Priorities
Re: There are a lot of good reasons for sending people
It took 15 mins for Neil Armstrong to walk down 3 steps, yes, a human can "think from themselves" and do stuff outside their programming, but it's not as good as you think, there's no way that a human could cover 8 miles in a week, are you suggesting 8 days outside? imagine the radiation sheilding, oxygen/waste/CO2/water recycling, they would need just to survive, let alone do anything practical, carry equipment etc.
Robots move slowly to ensure that they don't break anything,drop down a hole, get caught on a rock etc. do you honestly think that astro's are going to risk their lives by running around for hours, miles from their habitat where a simple rip or crack in their suits will kill them?
There is a very stong argument for better robots and cameras that see high resoloution 3D images but we can develop that cheaply (tihis is what we should fund)
Even if a human sees something that a robot missed or discovered a fault that a robot couldn't identify, lets not overstate how much could be done, they won't have a magic toolkit or any resource they don't carry (and they don't carry anything they don't think they need to) the shuttle's heat sheild was fixed with a record-breaking space walk using a resin which the knew they might use, they were trained for it, yet it was still a fantastic achievement pushing their abilities to the limit (it's not like locking the A-Team up in a fully stocked garage you know)
Re: Short term, blinkered thinking
Yes, you have to begin now, but you don't need to actually send people into space to do it (yet)
1. Computer modeling can help hugely
2. Unmanned flights that monitor conditions (especially radiation) can be done in far higher numbers
3. Deep sea environments can provide most of the testing (recycling air, water and food, remote control, video etc.) this technology works well, we just need to make it lighter.
Re: Obviously hasn't thought about Einstein's limit
"All those lost landers and malfunctioning orbiters could easily have been fixed and put back into service if a human crew had been available nearby, with a resulting cost saving of millions of dollars."

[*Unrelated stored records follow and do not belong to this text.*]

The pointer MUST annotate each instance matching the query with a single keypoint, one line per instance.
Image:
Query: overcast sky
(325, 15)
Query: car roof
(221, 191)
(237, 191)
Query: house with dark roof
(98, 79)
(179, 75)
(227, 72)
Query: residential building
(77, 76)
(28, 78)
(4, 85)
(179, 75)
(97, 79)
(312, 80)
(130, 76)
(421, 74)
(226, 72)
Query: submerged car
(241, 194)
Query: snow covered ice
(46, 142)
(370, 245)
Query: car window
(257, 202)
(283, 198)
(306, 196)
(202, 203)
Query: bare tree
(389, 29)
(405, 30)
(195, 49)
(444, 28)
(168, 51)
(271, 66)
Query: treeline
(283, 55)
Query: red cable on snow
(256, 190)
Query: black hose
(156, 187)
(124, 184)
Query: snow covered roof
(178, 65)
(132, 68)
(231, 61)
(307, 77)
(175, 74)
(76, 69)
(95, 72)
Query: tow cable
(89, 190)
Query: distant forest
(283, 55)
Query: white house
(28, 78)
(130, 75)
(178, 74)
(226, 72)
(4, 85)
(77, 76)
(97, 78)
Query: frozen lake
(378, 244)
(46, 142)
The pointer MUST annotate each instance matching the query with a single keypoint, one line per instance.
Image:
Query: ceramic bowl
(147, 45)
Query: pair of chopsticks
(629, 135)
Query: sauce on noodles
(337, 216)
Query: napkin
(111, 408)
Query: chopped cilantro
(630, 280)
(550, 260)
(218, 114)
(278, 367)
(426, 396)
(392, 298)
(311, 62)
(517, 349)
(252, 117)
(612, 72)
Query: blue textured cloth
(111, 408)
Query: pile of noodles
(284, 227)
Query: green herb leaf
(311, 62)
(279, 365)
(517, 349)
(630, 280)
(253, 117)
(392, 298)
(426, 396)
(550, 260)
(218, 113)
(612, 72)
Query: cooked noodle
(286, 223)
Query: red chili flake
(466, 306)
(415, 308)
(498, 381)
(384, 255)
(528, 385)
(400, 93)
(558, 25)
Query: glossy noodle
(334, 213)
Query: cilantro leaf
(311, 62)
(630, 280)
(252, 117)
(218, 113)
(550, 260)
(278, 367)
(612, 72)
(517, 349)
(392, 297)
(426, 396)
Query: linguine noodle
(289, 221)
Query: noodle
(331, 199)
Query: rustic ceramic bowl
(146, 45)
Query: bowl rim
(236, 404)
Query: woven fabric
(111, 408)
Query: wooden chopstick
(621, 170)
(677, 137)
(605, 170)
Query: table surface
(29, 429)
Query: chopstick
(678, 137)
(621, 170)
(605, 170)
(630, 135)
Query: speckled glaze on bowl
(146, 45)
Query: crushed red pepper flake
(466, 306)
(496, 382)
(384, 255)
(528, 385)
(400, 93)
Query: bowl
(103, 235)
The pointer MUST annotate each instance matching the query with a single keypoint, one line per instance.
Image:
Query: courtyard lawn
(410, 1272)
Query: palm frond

Could they have been fixed? really? you would need to have sent a spare for every bit which may have broken (so why not just send another rover?), do you honestly believe that having a "crew" nearby would have been cheaper? I wonder how they got there? do you think it cost more, or less than the rover that they were fixing? I'll spell it out slowly for the hard of thinking, you can send many, many, many more unamanned craft, further and more cheaply than manned craft
Re: One world: Break it and your species is extinct
True, let's do all we can to keep it alive, does anyone think that humans will be living on the moon or europa in a completely sustainable way anytime soon? sending people into space doesn't help with this anyway, this is just the transport method, it's the e"Eden" style biodomes which will tell us if this is possible and this is the technology we need to prove.
OK, let's suspend disbelief for a few mins and assume we can establish a colony on another rock somewhere:
1. How would you shuttle that many people out there?
2. How would you shuttle the biodomes out there?
3. How many people could you sustain? enough for a decent gene pool? who would you send first? only able bodied? the best breeders? the smartest? the biologically strongest? only people who reside in the country sending them? how would you feel about the people left behind?
4. It is impossible to recycle everything (how about the machines you need to use to recycle things etc.) even Eden "consumes"
"If humans have not established a permanent, independent existence off the Earth by then, it will be the last hurrah for Mankind. Those who argue against Man in space are fools, at best, and greedy ego-centric solipsists, more likely."
To those who argue for Man in space thinking that this will save humanity instead of fixing a perfectly good planet which is not beyond hope, I have no words. Man is space OK, do it, but not until we've fixed Man on earth.